Resumen: “El Legado de la Pérdida” de una debutante Desai recibía el beneplácito unánime de la crítica alzándose con el codiciado Booker Prize
Veinte años fueron exactamente el tiempo que le tomó a Kiran Desai regresar a Madrid para presentar otro de sus libros. Esto no porque los que haya escrito entre medias no tuvieran el suficiente tirón comercial para ser traducidos a nuestro idioma o distribuidos por estas latitudes, sino por una razón muchísimo más sencilla: durante las últimas dos décadas no ha publicado nada nuevo. ¿Cómo puede, entonces, una autora con un ritmo de producción tan lento mantenerse vigente en una industria donde se imprimen más libros que nunca y los mismos consiguen sobrevivir sólo un par de semanas en los listados de novedades? Fácil, te ganas el Booker Prize con el primero y casi te lo vuelves a ganar con el segundo.
Así pues, corría el año 2006 cuando “El Legado de la Pérdida” de una debutante Desai recibía el beneplácito unánime de la crítica alzándose con el codiciado Booker Prize, prolongando así la tradición india iniciada en 1997 por “El Dios de las Pequeñas Cosas” de Arundhati Roy, quien casualmente también vuelve a estar de moda por estos días. Como era de esperarse, el libro fue un superventas automático, le granjeó un par más de galardones internacionales e inmediatamente catapultó su carrera poniéndola en el mapa como una de las principales voces de la literatura indo-pacífica. Pero tras aquel frenético período de reconocimientos vino lo que nadie se esperaba, el silencio.
Contrariamente a lo que hacen muchos autores laureados, que se van de gira hablando sobre sí mismos, Desai eligió un enfoque más introspectivo y reservado para disipar la presión sobre su trabajo que el premio había traído consigo, algo que no le avergüenza reconocernos en público durante su presentación. Desde entonces siguió viviendo en Nueva York para escribir miles de páginas de manuscritos que nunca verían la luz, asegurándose siempre de estar desconectada de sus colegas, pues le aburre la petulancia del gremio en aquella ciudad y las convenciones sociales de la jerarquía invisible que existe entre autores y para la que ella no tiene ni el tiempo ni la energía.

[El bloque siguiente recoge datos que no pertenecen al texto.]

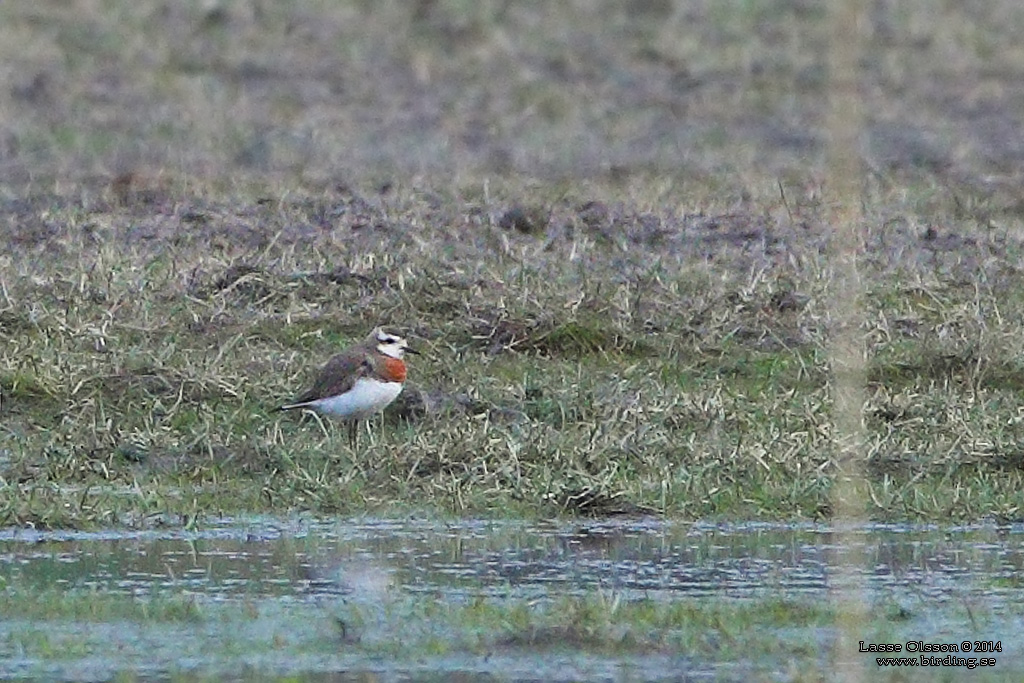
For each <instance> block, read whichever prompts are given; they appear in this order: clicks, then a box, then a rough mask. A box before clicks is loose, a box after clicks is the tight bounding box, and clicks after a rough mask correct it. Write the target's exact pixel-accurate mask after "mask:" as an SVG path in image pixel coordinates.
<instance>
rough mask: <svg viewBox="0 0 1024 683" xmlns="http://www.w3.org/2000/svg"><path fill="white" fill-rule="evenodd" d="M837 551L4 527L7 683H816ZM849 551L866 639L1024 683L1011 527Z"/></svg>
mask: <svg viewBox="0 0 1024 683" xmlns="http://www.w3.org/2000/svg"><path fill="white" fill-rule="evenodd" d="M833 536H834V529H833V528H829V527H827V526H823V525H814V524H802V525H785V524H782V525H779V524H763V523H752V524H725V525H715V524H702V523H698V524H682V523H664V522H660V521H655V520H649V521H643V520H641V521H630V522H601V523H562V522H559V523H551V524H537V523H519V522H489V521H488V522H474V521H457V522H438V521H416V520H373V519H370V520H361V521H339V520H313V519H304V518H294V519H288V520H281V519H271V518H252V519H223V520H220V521H219V522H217V523H214V524H211V525H209V526H207V527H205V528H203V529H200V530H187V529H181V528H173V529H171V528H169V529H167V530H159V529H157V530H147V531H126V530H110V531H90V532H77V531H34V530H26V529H8V530H4V531H2V532H0V587H2V588H3V592H2V593H3V596H2V599H3V601H4V602H3V608H4V614H3V618H2V621H0V677H2V678H4V679H11V678H20V677H38V678H45V679H54V680H109V679H111V678H119V679H121V680H163V679H191V678H194V677H207V678H210V679H217V680H224V679H231V680H251V679H273V678H283V677H298V678H299V679H300V680H332V681H346V680H381V681H392V680H394V681H397V680H413V679H415V680H438V681H440V680H523V681H525V680H536V681H542V680H543V681H570V680H609V681H618V680H622V681H639V680H741V679H745V680H804V679H802V678H800V673H801V672H808V673H810V672H818V674H815V675H812V677H811V679H807V680H816V678H815V676H818V675H821V674H822V673H823V672H827V671H828V655H829V648H830V644H831V642H833V639H834V637H835V631H834V628H833V626H831V622H830V615H829V611H828V598H829V590H830V589H835V588H837V587H839V586H838V584H837V582H838V581H839V580H838V579H837V575H838V574H839V573H840V572H839V570H838V564H839V563H841V562H843V561H844V558H845V557H846V553H845V552H843V551H841V549H840V548H838V547H837V546H836V545H835V543H834V538H833ZM854 538H856V539H859V541H860V545H859V547H857V548H854V549H852V550H853V551H855V553H856V555H858V556H859V557H860V558H861V562H862V564H861V568H860V569H857V570H854V571H853V572H852V573H843V575H844V577H848V579H847V581H850V580H852V581H856V582H857V584H858V585H860V586H862V587H864V588H865V591H866V592H865V596H864V597H865V601H866V603H867V604H868V606H869V614H868V626H867V632H866V633H865V641H867V642H885V643H906V642H907V641H911V640H913V641H916V640H921V641H923V642H925V643H957V644H958V643H962V642H963V641H965V640H970V641H972V642H974V641H988V640H991V641H997V642H998V643H999V647H1000V649H1001V651H999V652H993V653H991V654H990V655H989V656H993V657H995V658H996V666H995V667H994V668H992V669H990V670H989V672H988V675H989V676H992V675H994V676H995V678H985V679H984V680H1015V679H1019V676H1020V673H1021V669H1020V667H1021V665H1020V663H1021V661H1022V659H1021V653H1022V648H1021V644H1020V641H1019V640H1018V639H1015V638H1013V637H1012V634H1014V633H1016V632H1018V631H1019V630H1020V629H1021V628H1022V626H1024V623H1022V622H1024V620H1022V617H1021V614H1024V593H1022V592H1021V591H1020V589H1019V586H1020V579H1019V577H1020V567H1021V565H1022V563H1024V527H1021V526H1019V525H1016V526H1008V527H995V526H970V527H948V528H942V527H938V526H900V525H868V526H865V527H862V528H858V529H857V530H856V531H855V532H854ZM755 642H756V643H757V645H751V643H755ZM904 654H908V653H904ZM909 654H912V653H909ZM863 656H864V663H863V664H864V665H865V666H866V665H868V664H870V665H871V666H870V667H869V668H868V670H867V673H868V674H874V673H876V672H878V671H879V668H878V667H877V666H876V665H874V664H873V659H874V656H876V655H874V654H873V653H865V654H864V655H863ZM961 656H965V657H970V656H976V657H977V656H985V655H984V654H964V653H962V654H961ZM932 671H935V670H934V669H933V670H932ZM943 671H945V675H947V676H950V675H951V676H953V677H954V678H953V679H950V680H955V676H957V675H965V670H964V668H961V669H959V670H958V671H957V670H953V669H944V670H943ZM883 673H885V675H886V676H890V675H893V676H895V674H892V673H891V672H888V671H886V672H883ZM805 675H806V674H805ZM921 675H924V674H923V673H922V674H921ZM971 675H973V676H975V677H977V676H983V674H982V671H981V670H975V671H973V672H971ZM898 676H900V677H902V678H898V679H893V680H907V674H906V673H900V674H899V675H898ZM911 678H912V677H911ZM921 680H925V679H924V678H922V679H921ZM927 680H933V679H932V678H928V679H927Z"/></svg>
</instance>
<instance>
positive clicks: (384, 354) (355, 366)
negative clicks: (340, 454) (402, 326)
mask: <svg viewBox="0 0 1024 683" xmlns="http://www.w3.org/2000/svg"><path fill="white" fill-rule="evenodd" d="M406 353H419V351H417V350H415V349H412V348H410V347H409V342H407V341H406V340H404V339H402V338H401V337H398V336H396V335H392V334H389V333H387V332H385V331H384V330H382V329H381V328H377V329H376V330H374V331H373V332H372V333H371V334H370V336H369V337H367V338H366V339H365V340H364V341H361V342H359V343H358V344H355V345H354V346H350V347H348V348H346V349H345V350H343V351H342V352H341V353H339V354H338V355H336V356H334V357H333V358H331V359H330V360H328V361H327V365H325V366H324V369H323V370H321V373H319V376H317V378H316V381H315V382H313V385H312V387H310V388H309V390H308V391H305V392H304V393H302V394H301V395H299V396H298V397H297V398H296V399H295V400H294V401H292V402H291V403H287V404H285V405H282V407H281V408H280V409H278V410H280V411H292V410H296V409H306V410H309V411H315V412H316V413H319V414H322V415H327V416H331V417H334V418H340V419H343V420H348V421H349V427H348V440H349V443H350V444H351V445H352V446H354V445H355V439H356V434H357V429H358V421H359V420H365V419H366V418H369V417H370V416H371V415H373V414H375V413H378V412H380V411H382V410H384V408H385V407H387V405H388V403H390V402H391V401H393V400H394V399H395V398H397V397H398V394H399V393H401V387H402V385H403V384H404V383H406V361H404V360H402V356H404V354H406Z"/></svg>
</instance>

Entonces, un buen día, tras empezar a trabajar sobre ella alrededor de 2017, Desai vuelve para romperlo todo con “La Soledad de Sonia y Sunny”, su más reciente obra, un volumétrico drama romántico de 700 páginas que va de la India a los Estados Unidos y que de manera muy oportuna abarca la migración y el desarraigo, dos de los temas de mayor actualidad gracias a las tensiones sociales que vivimos en nuestros días. Un acontecimiento literario que no sólo se coló entre las cinco mejores novelas de ficción de 2025 para The New York Times, sino que también se instaló como finalista del Booker Prize del año pasado que finalmente se llevaría “Flesh”, de David Szalay.
Su estilo artístico, a la vez parsimonioso pero contundente, es en sí mismo un acto de resistencia contra el sistema editorial imperante que premia la cantidad sobre la calidad. Pocos libros y tremendamente bien escritos, esa es la marca de la casa de Kiran Desai, una premisa de innegable genialidad.